I have an application that accepts work on a queue and then spins that work off to be completed on independent threads. The number of threads is not massive, say up to 100, but
To get the most work done the quickest: am I best off to just launch more threads when I need to do more work and let the Java thread scheduler handle distributing the work, or would getting smarter and managing the work load to keep the CPU below 100% get me further faster?
As you add more and more threads the overhead incurred in the context-switching, memory cache flushing, memory cache overflowing, and kernel and JVM thread management increases. As your threads hog the CPU their kernel priorities drop to some minimum and they will reach the time-slice minimum. As more and more threads crowd memory, they overflow the various internal CPU memory caches. There is a higher chance the CPU will need to swap the job in from slower memory. Internal to the JVM there is more mutex local contention and probably some (maybe small) incremental per-thread and object bandwidth GC overhead. Depending on how synchronized your user-tasks are, more threads would cause increased memory flushing and lock contention.

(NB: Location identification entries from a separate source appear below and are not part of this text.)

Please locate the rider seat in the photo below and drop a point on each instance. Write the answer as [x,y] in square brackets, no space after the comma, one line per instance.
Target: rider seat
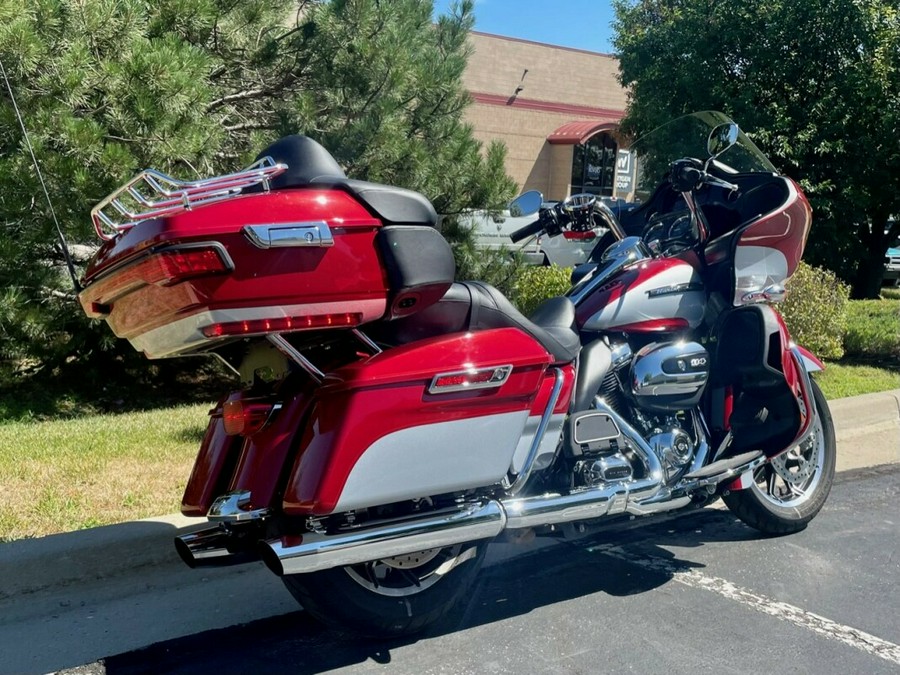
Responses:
[311,165]
[474,305]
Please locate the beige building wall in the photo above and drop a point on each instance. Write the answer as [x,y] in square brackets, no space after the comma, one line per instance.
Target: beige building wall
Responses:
[523,91]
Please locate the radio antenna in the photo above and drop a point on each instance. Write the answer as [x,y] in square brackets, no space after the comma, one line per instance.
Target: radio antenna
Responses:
[37,168]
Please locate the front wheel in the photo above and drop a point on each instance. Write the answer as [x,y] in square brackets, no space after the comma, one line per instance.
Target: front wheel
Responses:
[790,490]
[395,596]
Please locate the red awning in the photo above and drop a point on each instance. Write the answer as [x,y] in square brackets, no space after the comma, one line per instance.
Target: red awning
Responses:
[575,133]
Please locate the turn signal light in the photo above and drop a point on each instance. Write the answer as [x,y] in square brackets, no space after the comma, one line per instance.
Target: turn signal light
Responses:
[282,324]
[244,418]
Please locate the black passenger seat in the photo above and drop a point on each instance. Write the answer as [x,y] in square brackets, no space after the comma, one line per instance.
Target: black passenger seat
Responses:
[474,305]
[309,164]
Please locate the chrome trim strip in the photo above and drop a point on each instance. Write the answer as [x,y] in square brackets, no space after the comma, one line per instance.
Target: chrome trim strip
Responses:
[288,350]
[366,340]
[228,508]
[287,235]
[516,486]
[322,551]
[806,392]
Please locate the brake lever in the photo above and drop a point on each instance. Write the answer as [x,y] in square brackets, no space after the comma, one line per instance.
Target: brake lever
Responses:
[718,182]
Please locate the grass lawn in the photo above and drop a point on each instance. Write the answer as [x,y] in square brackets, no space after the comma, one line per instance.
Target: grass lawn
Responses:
[840,380]
[67,474]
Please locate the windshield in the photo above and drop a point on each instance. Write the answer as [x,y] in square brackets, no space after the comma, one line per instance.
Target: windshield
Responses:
[687,137]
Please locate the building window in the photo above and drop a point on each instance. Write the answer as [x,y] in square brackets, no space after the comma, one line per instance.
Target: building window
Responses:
[594,166]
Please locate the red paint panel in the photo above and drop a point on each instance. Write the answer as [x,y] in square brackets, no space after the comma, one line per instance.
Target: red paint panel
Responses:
[785,229]
[346,277]
[264,454]
[212,457]
[366,401]
[617,287]
[425,358]
[812,357]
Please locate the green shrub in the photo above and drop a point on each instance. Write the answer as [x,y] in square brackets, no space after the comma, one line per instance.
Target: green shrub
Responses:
[873,330]
[533,285]
[816,311]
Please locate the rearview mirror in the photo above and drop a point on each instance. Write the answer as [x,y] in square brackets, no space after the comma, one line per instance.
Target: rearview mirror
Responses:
[526,204]
[721,138]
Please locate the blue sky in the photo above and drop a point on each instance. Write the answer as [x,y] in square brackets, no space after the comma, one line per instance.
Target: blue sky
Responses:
[583,24]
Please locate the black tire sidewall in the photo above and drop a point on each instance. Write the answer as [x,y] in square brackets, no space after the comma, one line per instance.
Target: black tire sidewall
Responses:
[338,600]
[760,513]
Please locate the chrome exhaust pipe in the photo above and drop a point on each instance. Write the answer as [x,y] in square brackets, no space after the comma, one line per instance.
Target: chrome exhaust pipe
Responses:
[586,504]
[316,551]
[209,548]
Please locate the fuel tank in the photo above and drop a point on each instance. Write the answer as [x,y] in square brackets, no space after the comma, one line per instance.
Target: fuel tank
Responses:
[650,296]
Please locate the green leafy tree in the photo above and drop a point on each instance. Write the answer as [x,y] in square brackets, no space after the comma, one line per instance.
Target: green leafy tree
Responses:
[817,86]
[198,87]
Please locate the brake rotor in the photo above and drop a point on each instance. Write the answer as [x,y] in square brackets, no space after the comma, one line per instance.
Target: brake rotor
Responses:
[411,560]
[794,466]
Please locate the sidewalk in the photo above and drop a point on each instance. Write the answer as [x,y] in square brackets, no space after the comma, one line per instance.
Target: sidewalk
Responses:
[72,598]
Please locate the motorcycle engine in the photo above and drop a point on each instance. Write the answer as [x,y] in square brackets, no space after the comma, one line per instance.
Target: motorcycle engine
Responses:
[666,380]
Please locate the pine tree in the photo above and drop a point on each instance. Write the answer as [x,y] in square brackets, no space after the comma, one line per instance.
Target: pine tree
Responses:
[197,87]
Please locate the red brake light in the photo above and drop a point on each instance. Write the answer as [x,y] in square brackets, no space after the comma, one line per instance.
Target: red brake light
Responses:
[282,324]
[245,418]
[483,378]
[164,268]
[176,265]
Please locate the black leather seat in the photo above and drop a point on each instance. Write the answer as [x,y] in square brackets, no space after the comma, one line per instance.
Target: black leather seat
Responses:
[474,305]
[311,164]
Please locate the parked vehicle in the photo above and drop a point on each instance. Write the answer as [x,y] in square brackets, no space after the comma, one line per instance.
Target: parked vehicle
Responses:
[892,265]
[389,423]
[493,232]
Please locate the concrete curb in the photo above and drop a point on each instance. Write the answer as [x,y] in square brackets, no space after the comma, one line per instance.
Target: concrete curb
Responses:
[867,429]
[32,565]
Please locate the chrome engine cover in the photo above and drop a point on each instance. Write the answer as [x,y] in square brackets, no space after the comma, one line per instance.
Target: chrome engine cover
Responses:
[668,377]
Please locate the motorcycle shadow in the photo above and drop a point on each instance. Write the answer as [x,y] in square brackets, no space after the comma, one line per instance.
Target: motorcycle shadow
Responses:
[517,580]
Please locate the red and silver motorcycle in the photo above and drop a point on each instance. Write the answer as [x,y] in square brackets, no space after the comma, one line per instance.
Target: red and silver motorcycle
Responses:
[389,423]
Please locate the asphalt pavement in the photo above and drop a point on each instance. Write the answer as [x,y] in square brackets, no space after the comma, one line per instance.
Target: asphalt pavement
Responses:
[76,598]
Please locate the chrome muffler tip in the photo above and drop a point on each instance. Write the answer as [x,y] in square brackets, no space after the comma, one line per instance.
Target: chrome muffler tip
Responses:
[315,551]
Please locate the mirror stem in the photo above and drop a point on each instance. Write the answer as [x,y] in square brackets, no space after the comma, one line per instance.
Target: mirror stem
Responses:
[697,216]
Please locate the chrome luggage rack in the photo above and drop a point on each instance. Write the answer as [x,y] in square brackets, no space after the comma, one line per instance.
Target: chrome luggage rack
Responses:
[152,194]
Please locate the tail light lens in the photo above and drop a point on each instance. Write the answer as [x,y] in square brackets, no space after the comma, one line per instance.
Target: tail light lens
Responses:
[244,417]
[163,268]
[282,324]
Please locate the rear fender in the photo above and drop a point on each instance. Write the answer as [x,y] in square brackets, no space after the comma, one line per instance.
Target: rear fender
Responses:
[381,432]
[796,365]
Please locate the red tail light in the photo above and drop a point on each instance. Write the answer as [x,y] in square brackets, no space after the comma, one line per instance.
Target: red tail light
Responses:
[282,324]
[163,268]
[244,417]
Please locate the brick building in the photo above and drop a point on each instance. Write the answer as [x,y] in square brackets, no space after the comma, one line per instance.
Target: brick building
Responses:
[556,108]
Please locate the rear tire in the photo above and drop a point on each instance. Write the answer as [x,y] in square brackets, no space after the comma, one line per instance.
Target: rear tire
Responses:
[398,596]
[789,491]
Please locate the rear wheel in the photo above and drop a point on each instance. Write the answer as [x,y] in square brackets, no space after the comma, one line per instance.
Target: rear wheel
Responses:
[790,490]
[395,596]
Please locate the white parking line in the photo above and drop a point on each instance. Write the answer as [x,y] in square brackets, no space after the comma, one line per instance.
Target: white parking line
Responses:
[781,610]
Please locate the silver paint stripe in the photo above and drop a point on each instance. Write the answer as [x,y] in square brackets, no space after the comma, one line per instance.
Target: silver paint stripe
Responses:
[781,610]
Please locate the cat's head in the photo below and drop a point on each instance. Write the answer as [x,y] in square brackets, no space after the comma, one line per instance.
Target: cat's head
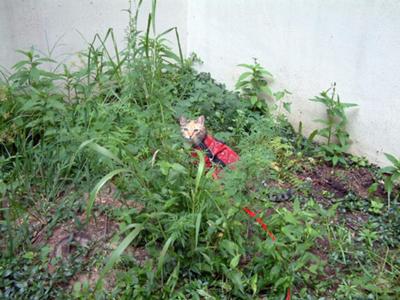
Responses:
[194,131]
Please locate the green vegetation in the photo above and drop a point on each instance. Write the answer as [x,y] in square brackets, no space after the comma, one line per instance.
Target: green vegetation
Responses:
[100,198]
[337,138]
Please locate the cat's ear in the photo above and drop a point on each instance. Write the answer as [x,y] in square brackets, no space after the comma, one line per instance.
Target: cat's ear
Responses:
[200,120]
[182,120]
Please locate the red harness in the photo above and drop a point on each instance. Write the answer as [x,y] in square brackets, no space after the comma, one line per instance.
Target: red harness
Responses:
[217,153]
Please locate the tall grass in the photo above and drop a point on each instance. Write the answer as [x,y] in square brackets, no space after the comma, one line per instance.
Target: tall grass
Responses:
[68,133]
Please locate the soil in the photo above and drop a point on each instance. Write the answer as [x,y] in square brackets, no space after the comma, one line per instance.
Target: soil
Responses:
[339,181]
[67,237]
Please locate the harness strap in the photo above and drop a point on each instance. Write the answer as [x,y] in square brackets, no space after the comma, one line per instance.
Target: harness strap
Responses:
[210,155]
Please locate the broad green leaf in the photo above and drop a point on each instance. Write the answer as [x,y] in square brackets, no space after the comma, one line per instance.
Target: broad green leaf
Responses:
[244,76]
[286,106]
[104,151]
[279,95]
[393,159]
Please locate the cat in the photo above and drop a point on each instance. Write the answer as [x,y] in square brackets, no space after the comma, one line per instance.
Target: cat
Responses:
[218,154]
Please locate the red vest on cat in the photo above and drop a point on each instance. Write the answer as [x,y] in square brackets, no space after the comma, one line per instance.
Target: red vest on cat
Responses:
[217,153]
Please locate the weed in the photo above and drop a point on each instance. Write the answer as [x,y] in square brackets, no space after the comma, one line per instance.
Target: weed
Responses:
[337,138]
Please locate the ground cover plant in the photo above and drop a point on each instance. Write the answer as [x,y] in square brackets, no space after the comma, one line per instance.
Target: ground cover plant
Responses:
[100,198]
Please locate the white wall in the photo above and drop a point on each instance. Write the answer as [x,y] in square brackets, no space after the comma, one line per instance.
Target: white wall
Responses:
[70,24]
[308,45]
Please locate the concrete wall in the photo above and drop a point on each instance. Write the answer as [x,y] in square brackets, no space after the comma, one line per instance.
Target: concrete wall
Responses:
[308,45]
[70,24]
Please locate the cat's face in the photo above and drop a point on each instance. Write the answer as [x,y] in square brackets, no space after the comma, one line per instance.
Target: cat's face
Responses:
[193,131]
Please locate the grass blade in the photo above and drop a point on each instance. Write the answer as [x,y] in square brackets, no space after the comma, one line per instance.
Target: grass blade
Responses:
[198,223]
[105,152]
[97,188]
[116,254]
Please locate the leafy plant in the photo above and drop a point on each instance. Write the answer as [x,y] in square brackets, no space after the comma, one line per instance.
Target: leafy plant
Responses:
[393,175]
[335,133]
[254,87]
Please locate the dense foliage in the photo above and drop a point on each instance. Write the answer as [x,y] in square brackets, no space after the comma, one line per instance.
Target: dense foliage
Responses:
[67,133]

With any program and any architecture, there is a sweet spot where threads can optimally utilize the available processor and IO resources while limiting kernel and JVM overhead. Finding that sweet spot repeatedly will require a number of iterations and some guesswork.
I would recommend using the Executors.newFixedThreadPool(SOME_NUMBER);
and submit you jobs to it. Then you can do multiple runs varying the number of threads up and down until you find the optimal number of pools running simultaneously according to the work and the architecture of the box.
Understand however, that the optimal number of threads will vary based on how many processors and other factors that may be non-trivial to determine. More threads may be needed if they are blocking on disk or network IO resources. Fewer threads if the work they are doing is mostly CPU based.